Avoiding Curve fitting

Code7 · Dec 30, 2009

Quote from intradaybill:

You should understand that in order to have curve-fitting there must be a mapping operation. If you went to a college you should remember that functions map a domain to a range.
More...

Are you saying that C > C(1) is not a function and does not involve a mapping operation, like mapping a pair of closing prices to true or false?

Quote from intradaybill:

You are telling people that if they decide to trade the simple system C > C(1) they are curve-fitting because they could have chosen C > C(2) instead. This is what you are saying.
More...

No, I did not say that. You missed out the backtest of all variations.
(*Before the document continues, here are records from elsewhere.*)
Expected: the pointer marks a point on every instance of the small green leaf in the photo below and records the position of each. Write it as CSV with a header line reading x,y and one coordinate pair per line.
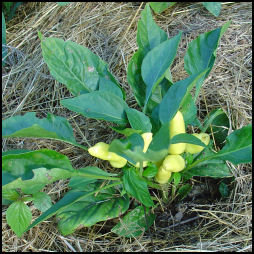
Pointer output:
x,y
19,217
156,63
134,223
29,126
42,201
159,7
137,187
108,106
223,189
150,171
22,164
177,178
213,7
138,120
183,191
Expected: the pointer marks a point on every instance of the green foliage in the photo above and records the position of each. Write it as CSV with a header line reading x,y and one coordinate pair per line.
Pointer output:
x,y
98,195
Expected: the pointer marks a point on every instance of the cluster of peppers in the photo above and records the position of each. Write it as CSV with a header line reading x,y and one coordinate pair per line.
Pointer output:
x,y
173,162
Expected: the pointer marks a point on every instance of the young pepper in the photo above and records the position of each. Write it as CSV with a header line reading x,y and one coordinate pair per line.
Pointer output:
x,y
204,137
176,126
100,150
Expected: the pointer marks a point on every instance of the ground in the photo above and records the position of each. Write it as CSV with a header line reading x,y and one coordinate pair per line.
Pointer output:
x,y
201,222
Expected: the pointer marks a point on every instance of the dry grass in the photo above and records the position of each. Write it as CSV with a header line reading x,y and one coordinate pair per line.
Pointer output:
x,y
109,30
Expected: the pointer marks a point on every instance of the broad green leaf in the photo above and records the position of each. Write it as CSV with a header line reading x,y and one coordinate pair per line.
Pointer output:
x,y
99,105
134,223
149,34
68,201
42,177
42,201
18,217
126,131
156,63
213,7
21,165
176,95
4,48
74,65
159,7
201,52
186,138
238,147
136,186
29,126
219,122
150,171
90,210
138,120
213,168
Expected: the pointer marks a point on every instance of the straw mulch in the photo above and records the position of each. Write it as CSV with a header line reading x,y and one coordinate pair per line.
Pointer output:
x,y
109,29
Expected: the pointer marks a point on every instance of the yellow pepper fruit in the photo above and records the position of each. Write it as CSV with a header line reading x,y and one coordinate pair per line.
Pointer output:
x,y
100,150
147,137
162,175
173,163
176,126
204,137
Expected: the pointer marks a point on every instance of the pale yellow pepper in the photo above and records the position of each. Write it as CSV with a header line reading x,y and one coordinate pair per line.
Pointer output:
x,y
100,150
176,126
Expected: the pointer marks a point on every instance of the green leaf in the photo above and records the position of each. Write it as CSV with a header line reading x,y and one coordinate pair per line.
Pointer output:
x,y
108,86
29,126
219,122
223,189
90,210
201,52
238,148
42,177
22,164
177,178
63,3
138,120
186,138
74,65
183,191
189,110
176,95
125,131
4,48
134,223
137,187
213,7
42,201
18,217
149,34
98,105
156,63
159,7
150,171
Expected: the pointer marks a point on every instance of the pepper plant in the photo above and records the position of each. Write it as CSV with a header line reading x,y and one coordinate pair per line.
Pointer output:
x,y
143,157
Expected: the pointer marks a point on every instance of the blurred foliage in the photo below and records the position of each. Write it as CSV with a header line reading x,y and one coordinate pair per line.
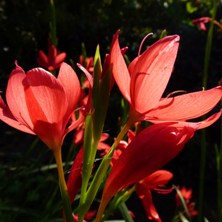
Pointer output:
x,y
24,29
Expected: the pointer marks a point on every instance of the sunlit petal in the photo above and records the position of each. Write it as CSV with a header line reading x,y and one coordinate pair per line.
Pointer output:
x,y
151,73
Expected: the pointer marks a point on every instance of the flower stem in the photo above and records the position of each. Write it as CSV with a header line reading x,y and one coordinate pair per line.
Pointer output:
x,y
203,136
63,187
102,170
125,213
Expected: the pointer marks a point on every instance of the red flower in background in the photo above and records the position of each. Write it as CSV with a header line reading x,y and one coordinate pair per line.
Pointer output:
x,y
150,150
52,60
154,182
41,104
144,81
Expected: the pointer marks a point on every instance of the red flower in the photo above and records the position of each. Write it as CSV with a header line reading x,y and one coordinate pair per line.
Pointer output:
x,y
51,61
41,104
153,182
87,63
146,78
151,149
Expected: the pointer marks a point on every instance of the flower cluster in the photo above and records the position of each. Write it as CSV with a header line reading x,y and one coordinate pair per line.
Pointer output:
x,y
50,107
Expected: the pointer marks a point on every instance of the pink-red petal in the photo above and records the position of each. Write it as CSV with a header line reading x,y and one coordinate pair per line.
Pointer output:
x,y
151,73
119,68
15,97
7,117
150,150
47,105
187,106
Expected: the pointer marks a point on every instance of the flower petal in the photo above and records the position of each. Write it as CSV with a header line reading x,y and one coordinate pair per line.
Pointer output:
x,y
47,105
119,68
150,150
188,106
151,73
15,97
158,178
7,117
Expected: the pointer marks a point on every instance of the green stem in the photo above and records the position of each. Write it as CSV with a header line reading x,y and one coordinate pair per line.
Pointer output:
x,y
101,172
219,178
203,136
63,187
125,212
52,24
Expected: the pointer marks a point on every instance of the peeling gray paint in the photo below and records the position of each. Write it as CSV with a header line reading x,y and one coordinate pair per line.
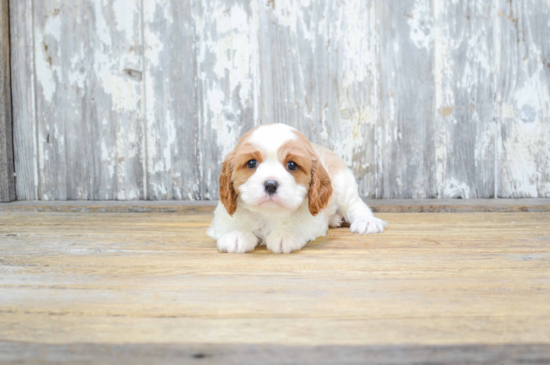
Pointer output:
x,y
120,99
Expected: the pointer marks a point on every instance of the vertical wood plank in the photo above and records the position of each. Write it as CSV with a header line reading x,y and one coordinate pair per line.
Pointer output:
x,y
523,96
226,33
23,99
406,131
171,100
319,73
88,74
7,183
464,89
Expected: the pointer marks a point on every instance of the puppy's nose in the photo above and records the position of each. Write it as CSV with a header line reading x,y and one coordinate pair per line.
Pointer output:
x,y
271,186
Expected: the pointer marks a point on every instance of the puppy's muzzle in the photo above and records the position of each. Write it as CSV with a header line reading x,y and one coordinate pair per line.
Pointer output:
x,y
271,186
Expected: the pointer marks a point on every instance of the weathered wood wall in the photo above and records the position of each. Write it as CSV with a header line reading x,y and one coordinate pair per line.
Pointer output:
x,y
121,99
7,180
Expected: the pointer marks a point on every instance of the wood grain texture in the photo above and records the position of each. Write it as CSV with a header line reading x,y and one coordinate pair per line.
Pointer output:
x,y
319,73
406,135
171,106
23,100
429,282
523,95
88,97
227,78
7,182
465,114
422,99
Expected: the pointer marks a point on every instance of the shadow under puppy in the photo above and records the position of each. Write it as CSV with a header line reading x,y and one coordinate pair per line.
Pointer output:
x,y
278,189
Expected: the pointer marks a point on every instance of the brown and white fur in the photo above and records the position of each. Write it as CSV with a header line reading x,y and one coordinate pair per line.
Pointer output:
x,y
315,192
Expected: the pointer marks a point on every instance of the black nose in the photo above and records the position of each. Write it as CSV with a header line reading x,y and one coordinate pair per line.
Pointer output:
x,y
271,186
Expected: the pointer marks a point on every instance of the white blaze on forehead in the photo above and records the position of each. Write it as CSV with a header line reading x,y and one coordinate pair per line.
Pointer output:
x,y
269,138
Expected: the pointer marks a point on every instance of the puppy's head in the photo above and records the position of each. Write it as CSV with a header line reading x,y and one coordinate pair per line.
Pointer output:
x,y
273,169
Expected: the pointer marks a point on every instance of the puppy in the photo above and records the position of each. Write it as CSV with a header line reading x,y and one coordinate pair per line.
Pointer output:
x,y
278,189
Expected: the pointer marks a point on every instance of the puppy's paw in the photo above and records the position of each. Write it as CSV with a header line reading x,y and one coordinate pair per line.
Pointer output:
x,y
367,224
284,243
237,242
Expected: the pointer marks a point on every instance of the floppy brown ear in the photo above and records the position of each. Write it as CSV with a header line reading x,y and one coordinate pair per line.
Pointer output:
x,y
320,189
228,196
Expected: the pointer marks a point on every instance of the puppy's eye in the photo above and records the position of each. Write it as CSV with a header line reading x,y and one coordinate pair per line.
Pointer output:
x,y
292,166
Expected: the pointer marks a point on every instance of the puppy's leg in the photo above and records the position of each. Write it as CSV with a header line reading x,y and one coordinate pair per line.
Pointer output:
x,y
232,234
352,207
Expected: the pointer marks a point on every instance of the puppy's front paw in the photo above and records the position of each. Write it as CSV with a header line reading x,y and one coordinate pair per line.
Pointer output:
x,y
237,242
284,243
367,224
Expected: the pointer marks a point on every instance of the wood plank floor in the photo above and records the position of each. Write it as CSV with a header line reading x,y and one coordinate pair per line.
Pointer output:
x,y
139,287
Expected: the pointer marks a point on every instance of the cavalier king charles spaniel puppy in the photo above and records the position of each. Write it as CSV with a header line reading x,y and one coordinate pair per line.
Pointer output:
x,y
278,189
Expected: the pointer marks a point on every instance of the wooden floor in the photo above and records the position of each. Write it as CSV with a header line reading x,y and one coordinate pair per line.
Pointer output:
x,y
146,287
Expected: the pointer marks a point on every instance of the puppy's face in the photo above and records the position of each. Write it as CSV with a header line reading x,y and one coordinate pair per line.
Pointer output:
x,y
274,169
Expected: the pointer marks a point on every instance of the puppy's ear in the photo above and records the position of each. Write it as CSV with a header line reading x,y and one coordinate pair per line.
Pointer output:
x,y
228,196
320,190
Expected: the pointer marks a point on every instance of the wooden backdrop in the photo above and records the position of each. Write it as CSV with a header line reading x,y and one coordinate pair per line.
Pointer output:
x,y
122,99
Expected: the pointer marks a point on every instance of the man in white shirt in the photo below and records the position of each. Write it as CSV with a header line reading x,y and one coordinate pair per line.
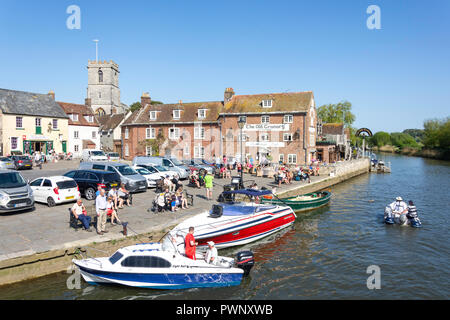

You are not looking for the best fit if you just randomly decide something.

MarkBrown · Dec 30, 2009

i personally like c-c[1] myself.

intradaybill · Dec 30, 2009

Quote from Code7:

Are you saying that C > C(1) is not a function and does not involve a mapping operation, like mapping a pair of closing prices to true or false?

No, I did not say that. You missed out the backtest of all variations. You are not looking for the best fit if you just randomly decide something.
More...

C > C(1) is not a function that maps prices to prices but in a broad sense can be considered a function that maps prices to truth values. For any given time series of prices, C, the mapping is fixed and cannot be fitted. The only way to change the mapping is to change the function, choose for instance C > C(2).

Thus, any function that contains only logical operations and has a truth value cannot be best fitted to its input because there is nothing you can do to accomplish that. The fit is "pre-selected" when selecting the function.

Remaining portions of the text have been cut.